By Aaron Ramson

Change is always constant. Yesterdays fresh ideas are todays trends, eventually to be last years fads. This is as true in craft beer as it is in anything pop culture; the same way brewers want to haze and fruit everything in 2019, they wanted to over-hop and bitter everything in 1994. The mid-90’s were a time of ska bands, Doc Martins, mom jeans, and the birth of the SoCal-style, West Coast IPA. Very dry and exceedingly bitter, an icon was born in the city of Temecula, which eventually found another home up north; Vinnie Cilurzo’s Blind Pig IPA.

We live in a time when many small breweries offer several IPAs; I personally brew four different IPA’s over at Brewcaipa. But in 1994, the style had not yet caught on, and IPAs still were seen as something of a novelty. Vinnie Cilurzo had been homebrewing his recipe for Blind Pig a few years before opening the Blind Pig Brewery in Temecula, CA.  Cilurzo claims that he had no idea how to scale up his recipe from a 5-gallon batch to 7 BBLs (British Barrels; the standard unit for production measurement, each of which is equal to 31 American gallons), so his friend over at San Diego’s Pizza Port Brewing, Vince Marsaglia, actually gave him a copy of his entire recipe for Swami IPA (a hugely underrated and incredibly tasty beverage) to use as reference.
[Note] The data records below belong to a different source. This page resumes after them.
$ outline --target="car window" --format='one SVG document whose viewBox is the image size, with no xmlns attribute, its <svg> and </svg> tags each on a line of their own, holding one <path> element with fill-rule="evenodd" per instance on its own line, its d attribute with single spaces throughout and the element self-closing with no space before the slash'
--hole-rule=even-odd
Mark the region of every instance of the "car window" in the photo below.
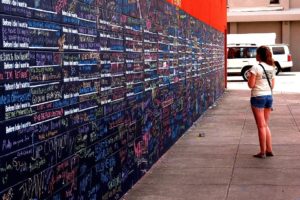
<svg viewBox="0 0 300 200">
<path fill-rule="evenodd" d="M 274 55 L 285 54 L 283 47 L 272 47 L 272 51 Z"/>
<path fill-rule="evenodd" d="M 255 58 L 256 47 L 229 47 L 227 53 L 228 59 Z"/>
</svg>

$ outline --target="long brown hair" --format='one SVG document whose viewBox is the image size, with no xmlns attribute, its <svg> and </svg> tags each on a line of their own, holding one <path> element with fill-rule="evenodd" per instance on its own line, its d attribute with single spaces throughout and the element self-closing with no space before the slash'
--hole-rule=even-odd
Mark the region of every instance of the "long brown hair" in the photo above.
<svg viewBox="0 0 300 200">
<path fill-rule="evenodd" d="M 256 54 L 259 56 L 260 61 L 267 63 L 268 65 L 274 66 L 274 60 L 269 47 L 260 46 L 256 50 Z"/>
</svg>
Blind Pig IPA debuted to the public at 6.2% ABV and 92 IBU, a staggeringly high number. To understand the significance of the IBU, we should break down what this abbreviation stands for; and that’s International Bitterness Units.
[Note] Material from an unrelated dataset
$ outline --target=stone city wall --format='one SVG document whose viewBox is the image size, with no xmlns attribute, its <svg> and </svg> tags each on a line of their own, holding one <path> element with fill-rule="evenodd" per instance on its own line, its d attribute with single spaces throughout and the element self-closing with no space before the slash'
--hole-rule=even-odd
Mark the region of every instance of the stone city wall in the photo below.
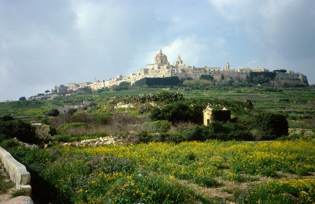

In the same way that we measure a chili’s heat intensity in Scoville units, the IBU tells us how much bitterness to expect in a beer. A bottle of Bud Light contains 6 IBU, while a Heineken has 19. As intense as it is, Firestone Walker’ Union Jack IPA has 70 IBU, and that should give you the best idea of what 1994’s Blind Pig was like. Cilurzo eventually left Temecula and the Blind Pig Brewery, heading north to head the Russian River Brewing Co, where he reworked the recipe into the version we’re familiar with today. Still aggressively hopped, still a testament to the citrusy flavors of Cascade, Amarillo, and Simcoe, Blind Pig IPA might enjoy the same iconic status as Ballast Point’s Sculpin and Stone’s Enjoy By series if it weren’t overshadowed by another IPA released by the Russian River Brewery.


Pliny the Elder.

Both Pliny the Elder and Blind Pig are have found limited distribution here in the Coachella Valley; Bristol Farms, Total Wine, and Jensen’s Food Markets have all been known to carry both beers side by side, always selling out within days, if not hours of a shipment. While Pliny has become the standard of excellence, it’s older brother Blind Pig has been relegated more to the role of gate keeper, an also-ran that you discover on the way to figuring out what your favorite IPA really is. It’s when placed side by side next to other classics of the west coast style that Blind Pig’s unique character shines. Bright and lively, the grapefruit pith and orange zest tones that have become a cliché of IPA flavor taste fresh and new. Lightly toasted malt flavors give a barely perceptible sweetness to offset the hop-dominant profile. Flavors that are similar to most every other IPA you’ve tried, somehow taste fresh in Blind Pig. There are fans of this beer to claim to prefer it to Pliny the Elder, and I would actually listen to their arguments as to why.

Russian River’s Blind Pig is an IPA firmly stuck in the trappings of the classic west coast style, never to be updated or rebuilt, leaving it to be an iconic example of the style.